What I’d do is build a simple financial model that shows year-one costs with and without consolidation, including switching costs. Make it obvious where the numbers come from so people can push back on assumptions. That transparency actually builds more credibility than a slick-looking spreadsheet with black-box calculations.
The numbers argument is solid, but here’s what actually pushes the ROI over the edge: with 400+ models available through one subscription, you eliminate the decision-making friction entirely.
Right now your teams probably use OpenAI because that’s what they installed, not necessarily because it’s the best fit for the task. With unified access, you can test different models for the same problem, pick the one that gives the best results for the cost, and you’re not locked into anything.

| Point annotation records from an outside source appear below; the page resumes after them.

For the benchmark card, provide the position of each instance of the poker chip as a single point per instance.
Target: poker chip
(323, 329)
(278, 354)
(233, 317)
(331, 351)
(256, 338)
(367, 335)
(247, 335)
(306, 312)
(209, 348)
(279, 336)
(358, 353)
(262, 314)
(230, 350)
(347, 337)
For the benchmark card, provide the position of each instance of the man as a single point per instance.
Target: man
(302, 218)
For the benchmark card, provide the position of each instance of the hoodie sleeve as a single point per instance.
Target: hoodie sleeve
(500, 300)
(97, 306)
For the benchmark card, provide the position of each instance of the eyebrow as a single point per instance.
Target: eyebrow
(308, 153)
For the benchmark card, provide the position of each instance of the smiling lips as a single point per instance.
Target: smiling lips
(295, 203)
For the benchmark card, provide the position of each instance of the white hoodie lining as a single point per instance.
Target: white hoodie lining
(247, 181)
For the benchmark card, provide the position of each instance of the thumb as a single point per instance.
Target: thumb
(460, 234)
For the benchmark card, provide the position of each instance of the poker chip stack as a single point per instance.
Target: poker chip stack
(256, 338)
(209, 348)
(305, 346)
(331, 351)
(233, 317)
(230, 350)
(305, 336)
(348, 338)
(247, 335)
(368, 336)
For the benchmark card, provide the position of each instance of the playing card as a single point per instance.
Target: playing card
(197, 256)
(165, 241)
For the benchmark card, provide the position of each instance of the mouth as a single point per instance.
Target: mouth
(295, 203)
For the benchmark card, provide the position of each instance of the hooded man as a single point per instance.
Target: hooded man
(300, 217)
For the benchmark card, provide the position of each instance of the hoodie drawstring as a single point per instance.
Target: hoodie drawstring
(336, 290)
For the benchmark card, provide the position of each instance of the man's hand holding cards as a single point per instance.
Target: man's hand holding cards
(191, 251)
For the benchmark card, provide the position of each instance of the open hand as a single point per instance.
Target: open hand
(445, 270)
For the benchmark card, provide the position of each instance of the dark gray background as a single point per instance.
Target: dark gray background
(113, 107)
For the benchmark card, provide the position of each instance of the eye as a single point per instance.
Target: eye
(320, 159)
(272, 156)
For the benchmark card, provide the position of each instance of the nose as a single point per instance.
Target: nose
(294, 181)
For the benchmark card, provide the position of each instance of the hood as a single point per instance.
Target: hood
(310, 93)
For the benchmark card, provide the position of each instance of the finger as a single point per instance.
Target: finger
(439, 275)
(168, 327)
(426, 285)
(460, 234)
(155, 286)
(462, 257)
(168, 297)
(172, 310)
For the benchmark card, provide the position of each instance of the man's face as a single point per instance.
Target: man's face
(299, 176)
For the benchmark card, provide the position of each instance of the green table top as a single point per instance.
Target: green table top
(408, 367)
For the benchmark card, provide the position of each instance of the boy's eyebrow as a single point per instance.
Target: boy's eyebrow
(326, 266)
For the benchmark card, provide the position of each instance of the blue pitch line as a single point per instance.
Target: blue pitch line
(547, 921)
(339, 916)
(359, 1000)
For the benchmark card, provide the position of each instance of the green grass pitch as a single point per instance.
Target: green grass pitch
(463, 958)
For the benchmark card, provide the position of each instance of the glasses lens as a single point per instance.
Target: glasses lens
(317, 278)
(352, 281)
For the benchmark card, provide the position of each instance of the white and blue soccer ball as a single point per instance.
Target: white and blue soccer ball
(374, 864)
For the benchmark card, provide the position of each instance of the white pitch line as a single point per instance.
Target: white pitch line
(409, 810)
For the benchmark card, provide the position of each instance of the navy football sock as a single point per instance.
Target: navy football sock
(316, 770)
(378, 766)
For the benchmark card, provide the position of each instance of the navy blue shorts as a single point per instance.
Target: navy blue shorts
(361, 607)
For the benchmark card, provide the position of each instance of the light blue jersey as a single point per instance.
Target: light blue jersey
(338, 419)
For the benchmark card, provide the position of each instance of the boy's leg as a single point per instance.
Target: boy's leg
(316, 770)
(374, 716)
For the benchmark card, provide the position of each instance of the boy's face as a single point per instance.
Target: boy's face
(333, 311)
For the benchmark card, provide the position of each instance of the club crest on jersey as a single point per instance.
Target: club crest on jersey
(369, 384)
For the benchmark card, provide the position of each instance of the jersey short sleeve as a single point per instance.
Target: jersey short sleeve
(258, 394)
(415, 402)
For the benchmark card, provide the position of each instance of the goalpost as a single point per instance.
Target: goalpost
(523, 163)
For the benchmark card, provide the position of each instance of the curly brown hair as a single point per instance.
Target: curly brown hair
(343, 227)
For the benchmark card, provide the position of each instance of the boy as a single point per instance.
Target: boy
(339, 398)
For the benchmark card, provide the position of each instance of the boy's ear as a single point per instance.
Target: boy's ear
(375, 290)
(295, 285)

You can also automate the entire workflow around model selection. Build once, test multiple models, pick the best performer. That’s something you literally cannot do when you’re managing separate API keys and subscriptions.
The financial case is straightforward: add up what you’re paid across separate subscriptions, compare it to unified pricing at your actual usage, account for switching costs. Usually three to six month payback. But the business case is even stronger because you gain agility you didn’t have before.